FONDUE: an algorithm to find the optimal dimensionality of the latent representations of variational autoencoders
Lisa Bonheme, Marek Grzes

TL;DR
FONDUE is a novel algorithm that efficiently determines the optimal latent dimensionality of VAEs by analyzing intrinsic dimension discrepancies, reducing reliance on costly grid searches.
Contribution
The paper introduces FONDUE, a new method leveraging intrinsic dimension estimation to automatically select the appropriate number of latent variables in VAEs.
Findings
FONDUE accurately identifies the optimal latent dimension.
It reduces computational costs compared to grid search.

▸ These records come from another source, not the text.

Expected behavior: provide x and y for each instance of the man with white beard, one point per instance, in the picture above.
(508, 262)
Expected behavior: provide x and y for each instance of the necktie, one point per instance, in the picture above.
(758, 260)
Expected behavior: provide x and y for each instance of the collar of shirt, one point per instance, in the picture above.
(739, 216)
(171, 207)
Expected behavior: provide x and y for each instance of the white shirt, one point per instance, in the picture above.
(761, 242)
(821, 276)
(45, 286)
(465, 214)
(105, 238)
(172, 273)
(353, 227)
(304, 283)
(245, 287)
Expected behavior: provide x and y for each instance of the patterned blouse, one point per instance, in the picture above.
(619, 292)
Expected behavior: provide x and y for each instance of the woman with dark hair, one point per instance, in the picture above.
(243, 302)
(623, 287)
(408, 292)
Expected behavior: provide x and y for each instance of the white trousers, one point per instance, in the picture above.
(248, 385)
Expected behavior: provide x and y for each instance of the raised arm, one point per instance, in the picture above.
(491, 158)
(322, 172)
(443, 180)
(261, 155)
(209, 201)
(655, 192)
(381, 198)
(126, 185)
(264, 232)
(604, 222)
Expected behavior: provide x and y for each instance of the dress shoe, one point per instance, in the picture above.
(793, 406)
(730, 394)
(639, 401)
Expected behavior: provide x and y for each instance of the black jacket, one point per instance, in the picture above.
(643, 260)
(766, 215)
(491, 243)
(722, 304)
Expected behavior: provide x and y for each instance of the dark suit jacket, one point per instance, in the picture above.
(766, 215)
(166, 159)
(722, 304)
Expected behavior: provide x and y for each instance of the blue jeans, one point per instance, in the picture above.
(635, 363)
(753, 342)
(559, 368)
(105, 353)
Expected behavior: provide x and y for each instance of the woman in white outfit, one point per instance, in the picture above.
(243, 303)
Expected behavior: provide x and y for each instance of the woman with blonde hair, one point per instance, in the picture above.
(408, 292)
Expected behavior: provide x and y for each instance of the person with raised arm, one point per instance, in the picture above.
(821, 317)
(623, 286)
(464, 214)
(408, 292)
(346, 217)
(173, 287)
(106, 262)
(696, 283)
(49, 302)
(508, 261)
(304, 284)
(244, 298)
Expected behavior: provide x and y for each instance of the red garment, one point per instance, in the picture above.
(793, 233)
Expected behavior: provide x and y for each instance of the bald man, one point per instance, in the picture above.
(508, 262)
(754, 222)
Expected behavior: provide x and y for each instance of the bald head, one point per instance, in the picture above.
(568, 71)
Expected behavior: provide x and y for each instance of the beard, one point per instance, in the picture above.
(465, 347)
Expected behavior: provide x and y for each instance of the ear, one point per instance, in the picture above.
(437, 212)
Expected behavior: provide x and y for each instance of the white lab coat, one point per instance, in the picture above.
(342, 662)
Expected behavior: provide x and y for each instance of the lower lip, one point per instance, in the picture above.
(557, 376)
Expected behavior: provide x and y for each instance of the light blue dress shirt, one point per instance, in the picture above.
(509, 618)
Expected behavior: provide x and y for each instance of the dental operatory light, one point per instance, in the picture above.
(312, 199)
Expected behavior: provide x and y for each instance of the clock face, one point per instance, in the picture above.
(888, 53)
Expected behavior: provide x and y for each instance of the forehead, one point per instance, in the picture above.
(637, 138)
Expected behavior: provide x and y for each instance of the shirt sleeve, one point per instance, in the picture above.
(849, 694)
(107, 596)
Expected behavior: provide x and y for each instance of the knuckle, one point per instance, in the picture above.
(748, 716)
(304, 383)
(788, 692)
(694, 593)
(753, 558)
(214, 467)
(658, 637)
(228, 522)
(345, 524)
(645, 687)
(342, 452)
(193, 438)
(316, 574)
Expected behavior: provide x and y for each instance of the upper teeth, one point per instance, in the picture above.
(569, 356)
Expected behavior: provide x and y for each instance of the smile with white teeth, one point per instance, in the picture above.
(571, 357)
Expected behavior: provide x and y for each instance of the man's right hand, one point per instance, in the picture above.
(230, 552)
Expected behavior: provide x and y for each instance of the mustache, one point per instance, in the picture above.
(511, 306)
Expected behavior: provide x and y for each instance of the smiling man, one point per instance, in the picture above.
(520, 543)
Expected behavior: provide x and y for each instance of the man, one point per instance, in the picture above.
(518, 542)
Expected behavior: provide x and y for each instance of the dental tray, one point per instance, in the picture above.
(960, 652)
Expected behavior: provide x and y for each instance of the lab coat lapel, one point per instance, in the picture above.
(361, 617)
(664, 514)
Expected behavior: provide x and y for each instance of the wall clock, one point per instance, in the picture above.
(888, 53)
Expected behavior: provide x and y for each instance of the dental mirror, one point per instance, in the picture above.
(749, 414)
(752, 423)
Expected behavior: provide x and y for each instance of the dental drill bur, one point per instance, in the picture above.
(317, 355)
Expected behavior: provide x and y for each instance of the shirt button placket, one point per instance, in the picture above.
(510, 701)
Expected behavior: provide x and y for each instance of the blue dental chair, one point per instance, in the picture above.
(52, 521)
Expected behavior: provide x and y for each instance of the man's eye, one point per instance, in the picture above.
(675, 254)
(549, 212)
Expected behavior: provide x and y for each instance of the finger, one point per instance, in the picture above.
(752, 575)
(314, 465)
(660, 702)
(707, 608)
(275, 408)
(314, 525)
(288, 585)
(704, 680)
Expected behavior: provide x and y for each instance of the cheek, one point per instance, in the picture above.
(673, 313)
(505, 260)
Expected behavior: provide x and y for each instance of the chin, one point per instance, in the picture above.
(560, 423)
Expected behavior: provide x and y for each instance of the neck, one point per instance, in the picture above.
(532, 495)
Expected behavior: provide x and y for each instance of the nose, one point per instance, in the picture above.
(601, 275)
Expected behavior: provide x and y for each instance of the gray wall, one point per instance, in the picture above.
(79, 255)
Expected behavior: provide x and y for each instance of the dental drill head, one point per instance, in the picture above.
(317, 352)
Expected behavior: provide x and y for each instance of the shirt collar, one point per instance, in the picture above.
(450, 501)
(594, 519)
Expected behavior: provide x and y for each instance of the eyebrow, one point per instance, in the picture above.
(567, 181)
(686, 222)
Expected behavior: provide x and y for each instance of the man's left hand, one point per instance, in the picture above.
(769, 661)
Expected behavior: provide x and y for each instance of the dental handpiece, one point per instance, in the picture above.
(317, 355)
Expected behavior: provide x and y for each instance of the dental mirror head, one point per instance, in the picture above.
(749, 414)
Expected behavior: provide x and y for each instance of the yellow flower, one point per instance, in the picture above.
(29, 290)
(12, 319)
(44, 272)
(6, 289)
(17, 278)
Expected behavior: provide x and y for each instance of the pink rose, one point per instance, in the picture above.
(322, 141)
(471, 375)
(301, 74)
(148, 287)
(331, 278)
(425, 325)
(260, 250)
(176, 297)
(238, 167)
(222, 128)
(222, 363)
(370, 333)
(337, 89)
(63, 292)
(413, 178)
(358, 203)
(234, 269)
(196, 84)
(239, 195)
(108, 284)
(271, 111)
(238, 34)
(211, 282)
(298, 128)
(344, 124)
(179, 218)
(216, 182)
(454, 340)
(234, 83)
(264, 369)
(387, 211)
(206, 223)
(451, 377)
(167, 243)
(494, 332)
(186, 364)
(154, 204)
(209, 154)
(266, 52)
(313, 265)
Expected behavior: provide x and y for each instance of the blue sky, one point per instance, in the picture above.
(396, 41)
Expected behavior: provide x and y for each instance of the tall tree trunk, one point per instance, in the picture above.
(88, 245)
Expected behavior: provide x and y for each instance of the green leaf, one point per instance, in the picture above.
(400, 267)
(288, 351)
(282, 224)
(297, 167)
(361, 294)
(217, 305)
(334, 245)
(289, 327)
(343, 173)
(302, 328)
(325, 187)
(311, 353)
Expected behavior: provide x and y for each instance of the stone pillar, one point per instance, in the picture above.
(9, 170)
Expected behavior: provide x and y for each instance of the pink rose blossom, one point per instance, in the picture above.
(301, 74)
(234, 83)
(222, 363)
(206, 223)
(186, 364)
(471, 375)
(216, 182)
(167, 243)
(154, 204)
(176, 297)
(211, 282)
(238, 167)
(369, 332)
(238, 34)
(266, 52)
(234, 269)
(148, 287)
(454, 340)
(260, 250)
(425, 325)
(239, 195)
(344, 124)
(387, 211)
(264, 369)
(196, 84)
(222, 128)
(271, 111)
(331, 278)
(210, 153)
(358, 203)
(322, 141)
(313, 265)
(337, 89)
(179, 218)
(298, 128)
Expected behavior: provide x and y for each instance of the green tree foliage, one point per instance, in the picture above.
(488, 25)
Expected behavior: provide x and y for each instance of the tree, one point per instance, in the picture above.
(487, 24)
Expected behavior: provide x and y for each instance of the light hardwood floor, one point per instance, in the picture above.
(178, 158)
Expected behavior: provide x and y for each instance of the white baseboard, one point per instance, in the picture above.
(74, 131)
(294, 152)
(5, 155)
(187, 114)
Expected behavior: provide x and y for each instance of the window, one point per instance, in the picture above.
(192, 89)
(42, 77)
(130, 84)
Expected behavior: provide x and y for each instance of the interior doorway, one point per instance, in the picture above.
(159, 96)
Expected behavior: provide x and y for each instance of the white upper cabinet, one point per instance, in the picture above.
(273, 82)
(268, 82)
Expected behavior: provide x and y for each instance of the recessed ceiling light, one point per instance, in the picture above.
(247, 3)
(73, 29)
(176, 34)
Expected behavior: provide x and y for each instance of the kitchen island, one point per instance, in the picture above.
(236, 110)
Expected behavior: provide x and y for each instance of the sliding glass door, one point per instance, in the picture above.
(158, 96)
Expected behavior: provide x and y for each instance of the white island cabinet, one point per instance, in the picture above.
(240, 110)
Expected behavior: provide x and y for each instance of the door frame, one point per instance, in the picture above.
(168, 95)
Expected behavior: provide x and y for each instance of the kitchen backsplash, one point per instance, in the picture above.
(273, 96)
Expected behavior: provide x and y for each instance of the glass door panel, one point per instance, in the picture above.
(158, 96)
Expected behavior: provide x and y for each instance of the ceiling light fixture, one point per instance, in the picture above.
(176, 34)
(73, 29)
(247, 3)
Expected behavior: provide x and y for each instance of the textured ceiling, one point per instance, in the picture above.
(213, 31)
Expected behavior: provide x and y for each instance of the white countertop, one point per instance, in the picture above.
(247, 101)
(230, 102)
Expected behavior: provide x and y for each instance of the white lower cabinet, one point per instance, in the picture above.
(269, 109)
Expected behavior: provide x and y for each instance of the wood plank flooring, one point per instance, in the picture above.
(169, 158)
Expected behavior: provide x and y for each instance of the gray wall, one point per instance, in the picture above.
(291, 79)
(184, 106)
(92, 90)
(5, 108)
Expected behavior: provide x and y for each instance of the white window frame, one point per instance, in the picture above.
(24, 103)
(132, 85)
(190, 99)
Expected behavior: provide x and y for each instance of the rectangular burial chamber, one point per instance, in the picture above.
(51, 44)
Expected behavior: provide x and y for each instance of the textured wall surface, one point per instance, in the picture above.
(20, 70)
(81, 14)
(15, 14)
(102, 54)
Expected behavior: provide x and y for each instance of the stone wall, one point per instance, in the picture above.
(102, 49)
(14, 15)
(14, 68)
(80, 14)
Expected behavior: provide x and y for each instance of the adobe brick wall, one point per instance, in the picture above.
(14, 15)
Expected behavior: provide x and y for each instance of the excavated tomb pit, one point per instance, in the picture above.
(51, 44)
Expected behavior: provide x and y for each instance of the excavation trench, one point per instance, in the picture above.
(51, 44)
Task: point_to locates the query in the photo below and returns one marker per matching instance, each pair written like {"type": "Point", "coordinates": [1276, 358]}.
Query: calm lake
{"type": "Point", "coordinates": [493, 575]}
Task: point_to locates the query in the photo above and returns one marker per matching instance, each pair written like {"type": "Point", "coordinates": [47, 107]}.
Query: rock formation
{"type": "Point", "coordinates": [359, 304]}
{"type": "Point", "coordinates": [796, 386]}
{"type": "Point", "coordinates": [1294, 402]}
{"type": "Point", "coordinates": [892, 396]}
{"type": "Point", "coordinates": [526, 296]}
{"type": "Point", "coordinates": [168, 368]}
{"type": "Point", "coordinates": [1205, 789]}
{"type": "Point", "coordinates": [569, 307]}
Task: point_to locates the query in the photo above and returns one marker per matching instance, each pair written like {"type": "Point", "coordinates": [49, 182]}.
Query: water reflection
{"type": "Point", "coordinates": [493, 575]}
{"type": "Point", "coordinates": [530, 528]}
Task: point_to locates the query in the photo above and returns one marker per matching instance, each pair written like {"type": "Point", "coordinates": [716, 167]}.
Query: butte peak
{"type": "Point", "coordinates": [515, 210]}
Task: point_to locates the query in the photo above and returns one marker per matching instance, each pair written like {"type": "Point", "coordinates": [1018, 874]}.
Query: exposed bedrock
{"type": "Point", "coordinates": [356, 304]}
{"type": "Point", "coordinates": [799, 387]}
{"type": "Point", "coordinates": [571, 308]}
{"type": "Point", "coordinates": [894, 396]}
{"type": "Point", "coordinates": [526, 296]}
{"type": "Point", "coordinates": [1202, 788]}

The method detects passive variables in latent space.
Abstract
When training a variational autoencoder (VAE) on a given dataset, determining the optimal number of latent variables is mostly done by grid search: a costly process in terms of computational time and carbon footprint. In this paper, we explore the intrinsic dimension estimation (IDE) of the data and latent representations learned by VAEs. We show that the discrepancies between the IDE of the mean and sampled representations of a VAE after only a few steps of training reveal the presence of passive variables in the latent space, which, in well-behaved VAEs, indicates a superfluous number of dimensions. Using this property, we propose FONDUE: an algorithm which quickly finds the number of latent dimensions after which the mean and sampled representations start to diverge (i.e., when passive variables are introduced), providing a principled method for selecting the number of latent…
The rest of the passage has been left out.